Le président du tribunal administratif de Cergy-Pontoise a désigné M. Belhadj, premier conseiller, en application des dispositions de l’article L. 511-2 du code de justice administrative, pour statuer sur les requêtes en référé.
Considérant ce qui suit :
1. M. B… A…, chef de projets « Sécurité des systèmes d’information » au centre hospitalier Victor Dupouy à Argenteuil a été placé en arrêt maladie le 13 janvier 2026. Le 27 janvier 2026, il a adressé au centre hospitalier un signalement sur des agissements de harcèlement moral. Le 20 avril 2026, il a été autorisé, par un avis médical, à reprendre son activité, en télétravail et à temps complet, pour une durée de trois mois. Par la présente requête, M. A… demande au juge des référés, sur le fondement des dispositions de l’article L. 521-3 du code de justice administrative, de prendre toute mesure utile à la mise en place des modalités de reprise de ses fonctions suite à un avis médical.
2. Aux termes de l’article L. 521-3 du code de justice administrative : « En cas d’urgence et sur simple requête qui sera recevable même en l’absence de décision administrative préalable, le juge des référés peut ordonner toutes autres mesures utiles sans faire obstacle à l’exécution d’aucune décision administrative. ». Aux termes de l’article L. 522-3 du même code : « Lorsque la demande ne présente pas un caractère d’urgence ou lorsqu’il apparaît manifeste, au vu de la demande, que celle-ci ne relève pas de la compétence de la juridiction administrative, qu’elle est irrecevable ou qu’elle est mal fondée, le juge des référés peut la rejeter par une ordonnance motivée sans qu’il y ait lieu d’appliquer les deux premiers alinéas de l’article L. 522-1. ».

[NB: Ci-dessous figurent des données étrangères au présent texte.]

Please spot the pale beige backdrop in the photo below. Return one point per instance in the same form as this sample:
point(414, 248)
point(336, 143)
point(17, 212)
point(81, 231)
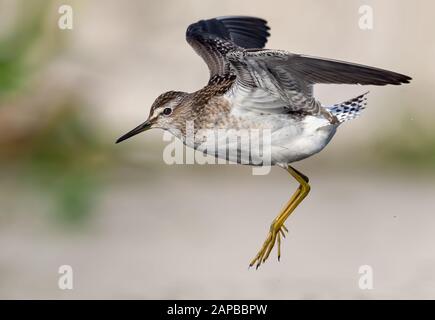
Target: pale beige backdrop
point(133, 227)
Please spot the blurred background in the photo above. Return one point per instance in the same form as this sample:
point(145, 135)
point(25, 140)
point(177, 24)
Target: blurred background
point(133, 227)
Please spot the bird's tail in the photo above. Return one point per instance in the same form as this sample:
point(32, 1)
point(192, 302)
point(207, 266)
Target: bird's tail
point(349, 109)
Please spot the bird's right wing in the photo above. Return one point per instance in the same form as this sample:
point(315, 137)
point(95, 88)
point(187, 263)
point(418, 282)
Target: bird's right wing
point(212, 39)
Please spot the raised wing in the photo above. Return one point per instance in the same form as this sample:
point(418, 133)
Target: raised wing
point(280, 81)
point(212, 39)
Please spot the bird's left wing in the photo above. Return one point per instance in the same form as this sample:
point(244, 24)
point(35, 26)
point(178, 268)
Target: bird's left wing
point(280, 81)
point(212, 39)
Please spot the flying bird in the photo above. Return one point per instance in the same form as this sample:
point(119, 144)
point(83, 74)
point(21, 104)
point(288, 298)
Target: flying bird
point(254, 88)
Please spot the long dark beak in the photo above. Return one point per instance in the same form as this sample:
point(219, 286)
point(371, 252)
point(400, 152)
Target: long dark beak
point(141, 128)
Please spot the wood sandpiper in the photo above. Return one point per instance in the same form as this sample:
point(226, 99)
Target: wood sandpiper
point(257, 88)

3. En l’espèce, le requérant se borne à faire valoir qu’aucune décision écrite, encadrant le télétravail médical, n’a été prise par le centre hospitalier Victor Dupouy. Toutefois, le requérant n’apporte aucune précision sur la nécessité pour lui d’obtenir les mesures sollicitées alors même qu’il a repris son activité, en télétravail, depuis le 20 avril 2026. Dans ces conditions, M. A… ne justifie pas de l’urgence des mesures qu’il demande au juge des référés sur le fondement des dispositions précitées de l’article L. 521-3 du code de justice administrative.
4. Il résulte de ce qui précède que la présente requête ne peut qu’être rejetée en application de l’article L. 522-3 du code de justice administrative.
O R D O N N E :
Article 1er : La requête de M. A… est rejetée.
Article 2 : La présente ordonnance sera notifiée à M. B… A….
Fait à Cergy, le 29 mai 2026.
Le juge des référés,
signé
J. Belhadj
La République mande et ordonne à la ministre de la santé, des familles, de l’autonomie et des personnes handicapées en ce qui la concerne ou à tous commissaires de justice à ce requis en ce qui concerne les voies de droit commun contre les parties privées, de pourvoir à l’exécution de la présente décision.